Has anyone owned (or know anything about) a Cimarron trailer brand. I have been looking for sometime to upgrade but havent because of payments and what not. But I recently found what I have been looking for in the cimarron brand and was just wondering how well they hold up compared to a sundowner, featherlite, etc... 

The trailer Im looking at is a 2007 3 horse slant, it was used as a Demo trailer (hauled to different shows) and has never actually hauled horses. 

Here are a couple of pics


----------



## LauraB (Nov 11, 2008)

From what I have seen Cimarrons are very nice. The brand used to be called Cherokee. What is the price on that? I bought a Blue Ribbon in 07' that is a four horse w/ 6' lq. Blue Ribbon Trailers | Living Quarters Horse Trailers: SS/XT LQ Wide I was one of the first people to buy one and have the living quarters put in it. It actually looks like they copied the design of my living quarters for the trailer in the pictures. I saved some money since it was a new brand.


----------



## Angel_Leaguer (Jun 13, 2008)

They didnt have a price listed so I contacted this weekend and I am hoping to hear back soon. We dont have many Blue ribbon trailers around here... thinking because the closest dealership is in Ohio.

Do you mount your cart on top of your trailer then? I have been trying to throw around a few ideas for that since I will be losing my box on my truck if I get a gooseneck. Im not set on anything fully yet but I know what I have to have in order to purchase and a lot depends on what I can get financed for. If I cant get what I want then I will just hold off till I can... the stock trailer isnt the greatest thing but it does get me from point A to point B

Thanks for you input


----------



## LauraB (Nov 11, 2008)

Yep, I had a hay rack put on and m cart travels out there. It is a pain gettign it up and down and I always have to recruit people at the show to help me. Another option is a rack that goes on the back of your trailer. I will find the link for you when I get home from work.


----------



## Angel_Leaguer (Jun 13, 2008)

LauraB said:


> Yep, I had a hay rack put on and m cart travels out there. It is a pain gettign it up and down and I always have to recruit people at the show to help me. Another option is a rack that goes on the back of your trailer. I will find the link for you when I get home from work.

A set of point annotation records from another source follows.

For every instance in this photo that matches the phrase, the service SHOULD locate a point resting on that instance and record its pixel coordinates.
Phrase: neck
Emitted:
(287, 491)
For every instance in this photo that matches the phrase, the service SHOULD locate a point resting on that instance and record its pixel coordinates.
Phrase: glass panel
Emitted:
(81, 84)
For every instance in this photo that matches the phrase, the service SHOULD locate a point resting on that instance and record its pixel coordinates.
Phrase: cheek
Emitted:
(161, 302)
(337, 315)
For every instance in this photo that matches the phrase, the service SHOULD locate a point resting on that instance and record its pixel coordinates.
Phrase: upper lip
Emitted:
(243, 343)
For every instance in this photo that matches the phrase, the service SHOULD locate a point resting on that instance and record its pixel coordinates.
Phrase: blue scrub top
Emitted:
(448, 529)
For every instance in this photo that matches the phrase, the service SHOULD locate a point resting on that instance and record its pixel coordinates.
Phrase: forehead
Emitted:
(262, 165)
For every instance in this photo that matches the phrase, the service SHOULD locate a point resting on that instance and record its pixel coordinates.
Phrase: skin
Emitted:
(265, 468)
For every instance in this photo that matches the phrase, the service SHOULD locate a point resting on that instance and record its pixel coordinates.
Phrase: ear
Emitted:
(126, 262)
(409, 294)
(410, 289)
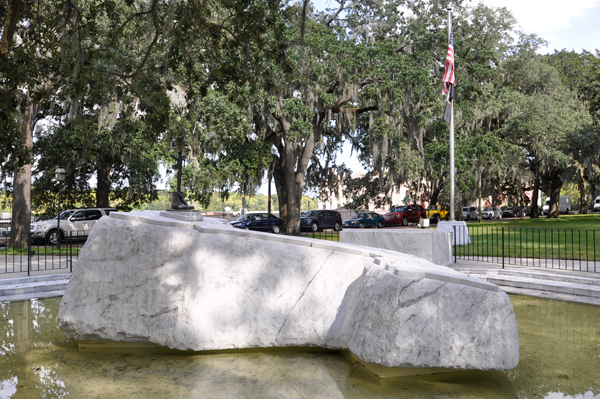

If you could get me the web site that would be great!!! A few years ago I saw that going down the road and when asking some dealerships they give the "I have no idea what you are talking about" look. 

I think we are going to go to the Featherlite dealership this weekend and check some trailers out. They have some 2007 and 2008 models that they are trying to move out... but Im not looking to buy this weekend, just get a feel for what is out there.

thanks again!!!


----------



## LauraB (Nov 11, 2008)

Here is the website hauling carts Dayton, Ohio Wow my spelling was terrible at work but I was in a hurry.


----------



## Angel_Leaguer (Jun 13, 2008)

thanks for the link!!! something to look into.


----------